Alvin Wayne Casey (October 26, 1936 – September 17, 2006) was an American guitarist. He was mainly known for his work as a session musician, but also released his own records and scored three Billboard Hot 100 hits in the United States. His contribution to the rockabilly genre has been recognized by the Rockabilly Hall of Fame.

Early life 
Casey was born in Long Beach, California and moved to Phoenix, Arizona when he was two years old. His father played the guitar and tried to teach six-year-old Casey to play, but when he realized his son's fingers were too small, he gave him a ukulele instead.
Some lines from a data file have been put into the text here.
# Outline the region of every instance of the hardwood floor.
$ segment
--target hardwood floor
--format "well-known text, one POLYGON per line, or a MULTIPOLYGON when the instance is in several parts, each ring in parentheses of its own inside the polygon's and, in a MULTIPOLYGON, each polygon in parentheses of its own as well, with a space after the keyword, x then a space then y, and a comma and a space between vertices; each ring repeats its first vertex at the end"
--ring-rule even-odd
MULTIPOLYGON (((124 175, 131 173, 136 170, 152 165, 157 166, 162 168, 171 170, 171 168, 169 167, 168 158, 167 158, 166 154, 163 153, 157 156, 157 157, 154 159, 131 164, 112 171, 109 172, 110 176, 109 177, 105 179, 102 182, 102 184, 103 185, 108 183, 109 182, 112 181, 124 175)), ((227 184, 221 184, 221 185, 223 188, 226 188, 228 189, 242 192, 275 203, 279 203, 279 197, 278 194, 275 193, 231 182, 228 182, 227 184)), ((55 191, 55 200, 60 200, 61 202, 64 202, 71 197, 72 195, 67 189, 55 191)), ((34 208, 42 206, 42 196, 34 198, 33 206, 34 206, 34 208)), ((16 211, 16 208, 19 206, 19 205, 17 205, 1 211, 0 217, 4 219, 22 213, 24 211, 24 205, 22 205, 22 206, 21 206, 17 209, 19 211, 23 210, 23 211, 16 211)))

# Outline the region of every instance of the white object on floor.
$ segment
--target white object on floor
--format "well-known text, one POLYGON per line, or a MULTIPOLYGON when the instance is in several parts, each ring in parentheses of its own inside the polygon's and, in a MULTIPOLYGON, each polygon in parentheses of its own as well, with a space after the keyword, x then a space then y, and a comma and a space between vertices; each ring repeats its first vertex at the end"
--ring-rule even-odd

At the age of eight, Casey switched to the steel guitar and began taking formal music lessons. By the time he was 14, he was playing the steel guitar for various clubs in Phoenix, and in his later teens he performed five to six nights a week. When Casey was 20 he became serious about playing a traditional guitar.

Career

"The Fool" 
In his teens, Casey joined a local group, the Sunset Riders, and worked with vocalist Jody Reynolds. Around 1956, Casey crossed paths with Lee Hazlewood, a Coolidge, Arizona radio DJ who was looking for a singer to record his song, "The Fool". Casey suggested his schoolmate and friend Sanford Clark for the lead vocals. Casey played guitar for the recording and suggested a guitar riff which he had taken from Howlin' Wolf's song "Smokestack Lightnin". "The Fool" became a national hit and reached number No. 9 on the Billboard Top 10 pop charts. It also put the Phoenix music scene in the national spotlight. Due to the song's success, Casey went on a week long rockabilly tour with Carl Perkins, Gene Vincent, Eddie Cochran, Johnny Burnette, and Sonny James, traveling the country in Sanford Clark's Ford Mercury.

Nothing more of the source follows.